I was shocked after reading the report about the fake N1,000 new naira notes given to a Point of Sale (PoS) businessman days ago. This unsavoury incident happened four days after the new naira notes were launched by the President Muhammadu Buhari.

It was that many innocent Nigerians have fallen victim to these unscrupulous, illicit, and callous people who are featured with proverbial red eyes, not conscious or forgetting that the potency of repercussion is quenchless like that of hellfire.

I believe those evil perpetrators will never escape the consequences. In his shrewd apothegm, Victor Webster states that “everything we do, even the slightest we do, can have a ripple effect and repercussions that emanate. If you throw a pebble into the water on one side of the ocean, it can create a tidal wave on other side”.

Nonetheless, if this action is viewed on the contrary side, abject penury might be the cogent reason that propelled those people to engage in such a dastardly act.

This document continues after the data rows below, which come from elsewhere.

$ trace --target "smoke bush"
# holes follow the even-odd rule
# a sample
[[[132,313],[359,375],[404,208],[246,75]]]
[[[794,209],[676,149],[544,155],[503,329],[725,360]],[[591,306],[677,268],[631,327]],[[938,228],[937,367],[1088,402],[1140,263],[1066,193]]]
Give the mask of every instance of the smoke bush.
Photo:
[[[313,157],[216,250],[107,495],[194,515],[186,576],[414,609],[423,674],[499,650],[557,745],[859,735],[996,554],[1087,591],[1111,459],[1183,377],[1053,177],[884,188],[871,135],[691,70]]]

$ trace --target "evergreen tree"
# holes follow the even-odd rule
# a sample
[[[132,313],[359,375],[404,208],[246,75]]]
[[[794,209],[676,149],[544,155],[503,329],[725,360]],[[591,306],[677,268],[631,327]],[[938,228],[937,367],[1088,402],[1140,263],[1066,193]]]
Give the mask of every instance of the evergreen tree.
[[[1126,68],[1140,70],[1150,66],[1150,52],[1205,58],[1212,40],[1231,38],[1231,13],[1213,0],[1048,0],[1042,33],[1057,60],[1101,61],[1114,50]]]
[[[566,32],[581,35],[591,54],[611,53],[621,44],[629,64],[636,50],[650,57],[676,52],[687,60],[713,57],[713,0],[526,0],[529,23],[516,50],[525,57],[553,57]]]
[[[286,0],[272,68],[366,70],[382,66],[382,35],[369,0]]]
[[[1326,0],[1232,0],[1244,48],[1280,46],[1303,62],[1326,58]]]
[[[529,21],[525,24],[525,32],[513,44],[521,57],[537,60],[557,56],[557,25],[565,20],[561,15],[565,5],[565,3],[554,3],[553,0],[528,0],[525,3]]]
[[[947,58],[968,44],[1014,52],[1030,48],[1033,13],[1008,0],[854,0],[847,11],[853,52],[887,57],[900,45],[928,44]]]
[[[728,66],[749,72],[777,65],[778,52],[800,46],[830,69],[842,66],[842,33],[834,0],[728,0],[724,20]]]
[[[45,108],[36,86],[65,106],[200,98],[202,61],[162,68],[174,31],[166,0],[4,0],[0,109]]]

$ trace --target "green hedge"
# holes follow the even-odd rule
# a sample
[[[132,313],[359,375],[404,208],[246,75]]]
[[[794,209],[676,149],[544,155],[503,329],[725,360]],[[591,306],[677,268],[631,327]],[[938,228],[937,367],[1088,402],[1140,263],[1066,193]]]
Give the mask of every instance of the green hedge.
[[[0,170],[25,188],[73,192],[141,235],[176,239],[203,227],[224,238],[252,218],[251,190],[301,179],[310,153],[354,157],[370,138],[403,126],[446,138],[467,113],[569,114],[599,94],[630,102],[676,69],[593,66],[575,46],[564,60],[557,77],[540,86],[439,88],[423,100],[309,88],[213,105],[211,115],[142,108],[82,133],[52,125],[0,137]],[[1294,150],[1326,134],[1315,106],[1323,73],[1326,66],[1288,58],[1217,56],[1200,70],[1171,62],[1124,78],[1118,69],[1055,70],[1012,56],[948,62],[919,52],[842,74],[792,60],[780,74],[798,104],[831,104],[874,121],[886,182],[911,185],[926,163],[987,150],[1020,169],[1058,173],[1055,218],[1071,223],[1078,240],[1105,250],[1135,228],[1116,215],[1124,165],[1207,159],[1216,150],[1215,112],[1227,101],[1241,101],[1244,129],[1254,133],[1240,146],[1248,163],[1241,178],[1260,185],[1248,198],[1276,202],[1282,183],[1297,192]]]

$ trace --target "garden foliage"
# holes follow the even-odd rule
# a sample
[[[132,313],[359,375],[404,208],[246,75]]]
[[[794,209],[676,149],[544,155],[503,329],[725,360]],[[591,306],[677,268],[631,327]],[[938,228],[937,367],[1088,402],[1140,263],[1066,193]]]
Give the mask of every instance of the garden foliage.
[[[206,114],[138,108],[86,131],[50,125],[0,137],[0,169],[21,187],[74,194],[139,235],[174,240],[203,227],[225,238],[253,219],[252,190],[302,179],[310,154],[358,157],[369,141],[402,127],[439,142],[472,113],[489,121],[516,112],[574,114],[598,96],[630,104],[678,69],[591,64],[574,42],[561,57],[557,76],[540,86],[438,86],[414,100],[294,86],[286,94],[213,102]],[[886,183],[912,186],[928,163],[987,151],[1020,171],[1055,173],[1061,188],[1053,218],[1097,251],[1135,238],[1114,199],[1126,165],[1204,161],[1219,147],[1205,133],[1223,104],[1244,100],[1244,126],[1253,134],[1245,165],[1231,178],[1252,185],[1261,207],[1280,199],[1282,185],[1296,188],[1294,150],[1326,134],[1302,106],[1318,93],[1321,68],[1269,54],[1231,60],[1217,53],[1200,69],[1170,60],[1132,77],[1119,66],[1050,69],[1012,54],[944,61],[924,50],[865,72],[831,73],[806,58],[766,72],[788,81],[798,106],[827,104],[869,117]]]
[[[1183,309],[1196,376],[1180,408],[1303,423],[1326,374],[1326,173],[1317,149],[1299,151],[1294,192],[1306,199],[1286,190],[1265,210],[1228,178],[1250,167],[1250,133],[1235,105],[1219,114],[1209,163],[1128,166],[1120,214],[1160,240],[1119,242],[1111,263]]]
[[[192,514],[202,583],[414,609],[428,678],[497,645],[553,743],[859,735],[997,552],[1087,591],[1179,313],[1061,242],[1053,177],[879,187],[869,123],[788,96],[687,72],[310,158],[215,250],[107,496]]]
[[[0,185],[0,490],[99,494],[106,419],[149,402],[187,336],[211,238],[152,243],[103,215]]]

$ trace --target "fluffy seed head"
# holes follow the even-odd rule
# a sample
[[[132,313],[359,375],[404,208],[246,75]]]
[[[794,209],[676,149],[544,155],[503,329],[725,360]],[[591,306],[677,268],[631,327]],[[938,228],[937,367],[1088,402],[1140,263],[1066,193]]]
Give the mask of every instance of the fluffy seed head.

However, it is ungodly, hurtful, immoral, and punishable under the 1999 Constitution of Nigeria as amended.

Last month, during the launch of the new naira notes (N200, N500, N1000) at the Council Chambers of the Presidential Villa, Abuja, the Governor of Central Bank of Nigeria (CBN), Godwin Emefiele, reportedly said that the reasons behind the change of naira notes is mainly to stem corrupt practices and eliminate counterfeited naira notes. Unfortunately, the counterfeiting of the new naira notes has made nonsense of this effort. 

In the space of four days, the new notes were launched, some unscrupulous Nigerians proved their corrupt act by reproducing fake ones. Although, the Central Bank of Nigeria has unveiled the  features of the new naira notes to the general public, but how many people will still know the differences? Solving problem, to create another.

It is high time the federal government took swifter action by arresting and prosecuting those evil perpetrators spending counterfeited naira notes before it goes haywire or becomes routine action. The earlier, the better.